Se se propalam mil e uma atoardas sobre o "inelutavel e irreversivel declínio do PCP", sobre a sua "morte iminente ou de facto", sobre a sua "inactividade" ... é óbvio que a "lógica" se opõe imperativamente à divulgação da intensa actividade do PCP - que é mais do que a actividade somada de todos os outros partidos nacionais ; e é igualmente óbvio que a "lógica" não permite que se difunda o papel dos comunistas na luta pela defesa dos intertesses dos trabalhadores e das populações, a sua capacidade e disponibilidade para estarem, sempre, no lugar que lhes compete: ao lado dos explorados, dos excluídos, dos oprimidos e contra os exploradores e os opressores.

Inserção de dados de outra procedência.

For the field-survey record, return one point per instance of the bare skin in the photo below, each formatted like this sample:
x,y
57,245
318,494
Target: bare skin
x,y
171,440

Se se espalha a imagem de um PCP "fechado", "ortodoxo", "sectário", onde os militantes existem para "cumprir fielmente ordens idas de cima" e "o direito à crítica é recusado", onde "a liberdade de expressão de opinião é letra morta", onde "a diferença de opiniões não é tolerável nem tolerada" e onde "o debate democrático não existe" ... é óbvio que a "lógica" não tolera que se aluda ao funcionamento profundamente democrático do PCP, ao permanente debate aberto, frontal e fraterno travado no colectivo partidário, à participação, de facto, da generalidade dos militantes, na definição das orientações políticas do Partido, a um conceito e prática de funcionamento democrático único na quadro partidário nacional.

E por aí fora...
De qualquer forma, é justo sublinhar o facto de Ferreira do Amaral ter tornado pública uma parte da verdade. Mesmo sabendo-se que neste tempo de mentira à solta qualquer bocadinho de verdade faz figura.